Bianca Klose, Geschäftsführerin des Vereins für demokratische Kultur in Berlin (VdK): “Ausgerechnet der Verfassungsschutz, der über Jahre nicht in der Lage war die Umtriebe und Morde von Rechtsterroristen aufzudecken, soll nun darüber entscheiden ob die Vereine ihre wertvolle Arbeit leisten können oder nicht.”

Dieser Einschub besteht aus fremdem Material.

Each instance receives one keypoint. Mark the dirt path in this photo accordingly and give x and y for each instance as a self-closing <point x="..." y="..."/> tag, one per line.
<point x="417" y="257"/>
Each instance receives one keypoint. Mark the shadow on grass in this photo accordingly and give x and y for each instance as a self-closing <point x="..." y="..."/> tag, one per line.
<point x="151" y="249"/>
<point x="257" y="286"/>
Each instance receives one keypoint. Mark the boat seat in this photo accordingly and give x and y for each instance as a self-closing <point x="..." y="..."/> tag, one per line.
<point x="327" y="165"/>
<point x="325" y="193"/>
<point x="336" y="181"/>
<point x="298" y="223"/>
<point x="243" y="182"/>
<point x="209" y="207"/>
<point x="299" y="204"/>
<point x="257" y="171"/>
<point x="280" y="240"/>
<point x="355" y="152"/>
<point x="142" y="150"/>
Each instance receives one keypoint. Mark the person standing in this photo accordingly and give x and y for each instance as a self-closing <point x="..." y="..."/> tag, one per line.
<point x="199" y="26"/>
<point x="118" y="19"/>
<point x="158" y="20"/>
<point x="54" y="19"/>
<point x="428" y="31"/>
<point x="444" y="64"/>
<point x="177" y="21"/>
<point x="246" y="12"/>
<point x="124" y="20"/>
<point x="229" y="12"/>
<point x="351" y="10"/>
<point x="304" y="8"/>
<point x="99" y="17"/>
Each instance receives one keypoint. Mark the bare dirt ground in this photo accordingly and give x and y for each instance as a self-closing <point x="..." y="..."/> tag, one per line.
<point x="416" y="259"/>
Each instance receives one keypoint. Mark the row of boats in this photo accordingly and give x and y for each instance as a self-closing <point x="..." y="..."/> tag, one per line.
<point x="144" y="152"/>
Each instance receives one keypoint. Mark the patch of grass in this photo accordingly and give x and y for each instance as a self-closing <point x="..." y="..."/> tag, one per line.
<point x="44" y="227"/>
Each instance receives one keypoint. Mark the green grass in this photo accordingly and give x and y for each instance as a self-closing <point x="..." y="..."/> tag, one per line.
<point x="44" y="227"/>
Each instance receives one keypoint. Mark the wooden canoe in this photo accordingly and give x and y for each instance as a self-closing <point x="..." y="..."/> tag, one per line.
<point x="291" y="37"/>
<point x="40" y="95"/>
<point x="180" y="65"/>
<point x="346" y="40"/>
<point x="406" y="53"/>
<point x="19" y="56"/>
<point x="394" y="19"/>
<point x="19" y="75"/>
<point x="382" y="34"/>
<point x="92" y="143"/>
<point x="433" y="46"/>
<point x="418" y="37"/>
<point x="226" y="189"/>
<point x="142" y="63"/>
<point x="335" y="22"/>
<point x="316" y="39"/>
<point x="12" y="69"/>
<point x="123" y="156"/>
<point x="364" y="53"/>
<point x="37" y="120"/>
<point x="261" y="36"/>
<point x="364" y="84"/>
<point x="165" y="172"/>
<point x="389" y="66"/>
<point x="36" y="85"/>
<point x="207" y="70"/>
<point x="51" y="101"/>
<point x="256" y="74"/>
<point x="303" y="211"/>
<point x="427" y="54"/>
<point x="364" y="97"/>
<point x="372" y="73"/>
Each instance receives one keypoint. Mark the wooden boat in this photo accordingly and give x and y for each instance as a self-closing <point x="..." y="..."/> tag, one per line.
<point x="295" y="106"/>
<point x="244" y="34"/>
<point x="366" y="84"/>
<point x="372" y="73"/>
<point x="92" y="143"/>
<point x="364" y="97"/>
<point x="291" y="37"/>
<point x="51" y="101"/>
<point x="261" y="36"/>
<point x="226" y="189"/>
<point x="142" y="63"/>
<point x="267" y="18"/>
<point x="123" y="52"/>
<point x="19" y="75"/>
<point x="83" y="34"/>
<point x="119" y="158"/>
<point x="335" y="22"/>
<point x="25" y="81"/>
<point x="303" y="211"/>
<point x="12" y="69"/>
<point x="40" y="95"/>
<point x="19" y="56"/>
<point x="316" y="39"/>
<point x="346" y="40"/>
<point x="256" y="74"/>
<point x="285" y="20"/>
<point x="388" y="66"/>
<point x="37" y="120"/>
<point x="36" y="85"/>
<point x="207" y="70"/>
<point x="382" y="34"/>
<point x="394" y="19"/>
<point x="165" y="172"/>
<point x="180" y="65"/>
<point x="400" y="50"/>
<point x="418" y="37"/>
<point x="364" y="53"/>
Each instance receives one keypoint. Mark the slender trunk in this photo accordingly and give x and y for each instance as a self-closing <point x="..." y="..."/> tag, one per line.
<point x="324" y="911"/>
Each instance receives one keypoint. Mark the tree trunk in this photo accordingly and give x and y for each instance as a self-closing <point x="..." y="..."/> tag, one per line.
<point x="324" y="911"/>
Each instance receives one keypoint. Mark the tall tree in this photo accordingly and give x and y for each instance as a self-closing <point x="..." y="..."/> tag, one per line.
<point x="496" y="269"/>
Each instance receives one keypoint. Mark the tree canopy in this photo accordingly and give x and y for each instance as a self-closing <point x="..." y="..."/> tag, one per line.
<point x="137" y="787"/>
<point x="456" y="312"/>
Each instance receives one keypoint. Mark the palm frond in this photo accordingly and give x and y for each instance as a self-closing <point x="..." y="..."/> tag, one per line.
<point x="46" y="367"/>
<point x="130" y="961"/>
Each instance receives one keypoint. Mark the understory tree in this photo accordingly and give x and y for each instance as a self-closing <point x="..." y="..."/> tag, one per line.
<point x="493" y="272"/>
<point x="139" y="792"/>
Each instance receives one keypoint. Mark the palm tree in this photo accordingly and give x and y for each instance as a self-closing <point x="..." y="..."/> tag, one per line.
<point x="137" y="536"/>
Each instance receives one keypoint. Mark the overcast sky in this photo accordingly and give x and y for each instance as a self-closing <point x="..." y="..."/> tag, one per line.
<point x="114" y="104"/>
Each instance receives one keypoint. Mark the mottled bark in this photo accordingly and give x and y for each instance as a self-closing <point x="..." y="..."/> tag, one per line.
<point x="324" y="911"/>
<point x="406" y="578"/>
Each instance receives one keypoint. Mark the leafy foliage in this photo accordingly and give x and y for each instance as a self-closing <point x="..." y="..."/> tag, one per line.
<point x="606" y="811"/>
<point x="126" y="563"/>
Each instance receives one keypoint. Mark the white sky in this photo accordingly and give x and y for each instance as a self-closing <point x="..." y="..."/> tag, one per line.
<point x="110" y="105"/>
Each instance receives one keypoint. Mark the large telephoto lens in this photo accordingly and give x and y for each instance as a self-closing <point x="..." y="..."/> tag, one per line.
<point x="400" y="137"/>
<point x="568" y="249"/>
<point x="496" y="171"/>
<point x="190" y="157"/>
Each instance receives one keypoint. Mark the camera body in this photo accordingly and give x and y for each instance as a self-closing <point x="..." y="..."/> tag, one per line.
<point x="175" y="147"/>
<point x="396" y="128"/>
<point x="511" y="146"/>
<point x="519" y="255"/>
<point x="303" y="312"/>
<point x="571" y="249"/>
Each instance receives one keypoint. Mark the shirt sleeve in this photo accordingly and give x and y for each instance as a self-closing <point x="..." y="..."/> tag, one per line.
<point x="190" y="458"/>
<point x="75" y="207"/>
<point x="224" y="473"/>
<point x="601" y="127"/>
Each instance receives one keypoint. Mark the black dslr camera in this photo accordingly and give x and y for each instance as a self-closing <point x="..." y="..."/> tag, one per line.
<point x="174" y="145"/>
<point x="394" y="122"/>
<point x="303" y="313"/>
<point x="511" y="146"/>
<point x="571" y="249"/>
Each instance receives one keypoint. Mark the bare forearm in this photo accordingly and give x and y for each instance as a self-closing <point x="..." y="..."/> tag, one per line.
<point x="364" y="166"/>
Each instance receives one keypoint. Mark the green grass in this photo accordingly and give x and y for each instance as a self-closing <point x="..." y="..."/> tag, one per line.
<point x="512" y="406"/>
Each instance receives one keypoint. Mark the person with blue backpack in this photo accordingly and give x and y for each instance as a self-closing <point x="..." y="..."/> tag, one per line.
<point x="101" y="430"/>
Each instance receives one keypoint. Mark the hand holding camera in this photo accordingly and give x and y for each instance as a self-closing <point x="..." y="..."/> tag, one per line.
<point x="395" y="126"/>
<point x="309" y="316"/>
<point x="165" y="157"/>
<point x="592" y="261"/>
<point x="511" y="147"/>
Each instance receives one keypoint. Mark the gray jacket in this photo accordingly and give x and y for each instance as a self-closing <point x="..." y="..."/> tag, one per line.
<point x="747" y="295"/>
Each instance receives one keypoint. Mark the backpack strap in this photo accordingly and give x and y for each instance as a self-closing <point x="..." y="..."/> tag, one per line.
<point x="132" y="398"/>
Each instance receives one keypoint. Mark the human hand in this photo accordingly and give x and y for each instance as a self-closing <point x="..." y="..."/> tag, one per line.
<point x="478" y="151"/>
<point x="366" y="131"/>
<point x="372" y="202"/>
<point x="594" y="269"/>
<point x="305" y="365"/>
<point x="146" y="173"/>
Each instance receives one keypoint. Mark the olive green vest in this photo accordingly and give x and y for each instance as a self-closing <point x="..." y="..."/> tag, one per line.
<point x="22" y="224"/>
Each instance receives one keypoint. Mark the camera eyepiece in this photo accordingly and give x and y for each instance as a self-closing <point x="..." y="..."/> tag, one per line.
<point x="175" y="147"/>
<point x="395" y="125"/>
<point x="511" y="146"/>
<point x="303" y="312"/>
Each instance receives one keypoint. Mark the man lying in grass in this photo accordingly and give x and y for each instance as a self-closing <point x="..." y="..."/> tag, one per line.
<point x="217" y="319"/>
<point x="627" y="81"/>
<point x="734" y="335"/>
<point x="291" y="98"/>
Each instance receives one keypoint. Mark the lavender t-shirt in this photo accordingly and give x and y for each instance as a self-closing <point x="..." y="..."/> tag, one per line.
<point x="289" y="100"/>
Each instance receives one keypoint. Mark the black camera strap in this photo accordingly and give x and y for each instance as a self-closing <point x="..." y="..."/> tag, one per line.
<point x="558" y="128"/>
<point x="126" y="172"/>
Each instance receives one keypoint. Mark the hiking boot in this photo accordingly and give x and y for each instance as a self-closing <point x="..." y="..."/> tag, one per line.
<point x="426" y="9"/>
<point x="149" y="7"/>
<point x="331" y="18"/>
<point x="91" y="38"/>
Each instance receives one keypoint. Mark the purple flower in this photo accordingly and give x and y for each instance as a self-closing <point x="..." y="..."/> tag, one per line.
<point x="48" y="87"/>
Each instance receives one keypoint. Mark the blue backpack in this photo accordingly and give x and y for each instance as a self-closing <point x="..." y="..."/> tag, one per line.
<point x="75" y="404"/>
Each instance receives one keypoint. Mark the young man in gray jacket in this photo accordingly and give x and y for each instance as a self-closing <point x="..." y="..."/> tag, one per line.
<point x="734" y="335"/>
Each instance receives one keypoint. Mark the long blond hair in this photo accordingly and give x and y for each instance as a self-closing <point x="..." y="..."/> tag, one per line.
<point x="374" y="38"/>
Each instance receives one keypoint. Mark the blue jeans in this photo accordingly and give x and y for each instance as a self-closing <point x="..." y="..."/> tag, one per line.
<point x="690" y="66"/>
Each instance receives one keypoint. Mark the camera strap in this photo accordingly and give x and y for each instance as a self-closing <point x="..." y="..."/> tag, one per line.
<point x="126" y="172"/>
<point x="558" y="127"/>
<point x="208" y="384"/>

Die Bundesarbeitsgemeinschaft für Demokratieentwicklung ist ein bundesweiter Zusammenschluss zivilgesellschaftlicher Projekte und Fachorganisationen, wie den RAA, Mobilen Beratungsteams gegen Rechtsextremismus und Opferberatungsstellen für Opfer rechter Gewalt. Zahlreiche Vereine unterstützen die Klage des AKuBiZ und hoffen, dass, wenn schon nicht auf politischer Ebene, dann auf gerichtlichem Weg dem Bekenntniszwang ein Ende gesetzt wird.